The orderly, structured way in which the tissues are arranged makes most of the internal organs clear. She says that they can't seem to do it with their gut. Beneath the eyes, there is a golden structure. While Cystisoma hangs in its horizontal position, this is stacked tall and straight to cast a shadow.

A transparent Cystisoma’s eyes with a black background

Most of Cystisoma’s head is taken up by its enormous eyes. Photograph: KJ Osborn/Smithsonian

The light that reflects off the transparent bodies of these crustaceans makes them hard to spot underwater.

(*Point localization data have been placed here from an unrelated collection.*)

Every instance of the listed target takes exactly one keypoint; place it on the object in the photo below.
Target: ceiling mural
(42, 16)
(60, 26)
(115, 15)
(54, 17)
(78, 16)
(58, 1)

Under an electron microscope, parts of the cystisoma are covered in small protuberances. Some parts are covered in a single layer of spherical shapes, which the scientists think could be colonies of an unknown type ofbacteria. Light is 100 times more likely to pass through Cystisoma if it is reflected into the eye of a predator. It works the same way as an anti-reflective coating.

The anti-reflection shag-pile covering and sphere-covered joints on cystisoma's legs help them catch the light as they flick and wriggle about. The guys are masters of transparent camouflaging. When the Cystisoma actually wants to be found, what will happen? The crustaceans need to reproduce together. The Cystisoma is covered in structures that detect chemicals in the water, which is a clue as to how mates find each other. The two people are actually smelling each other.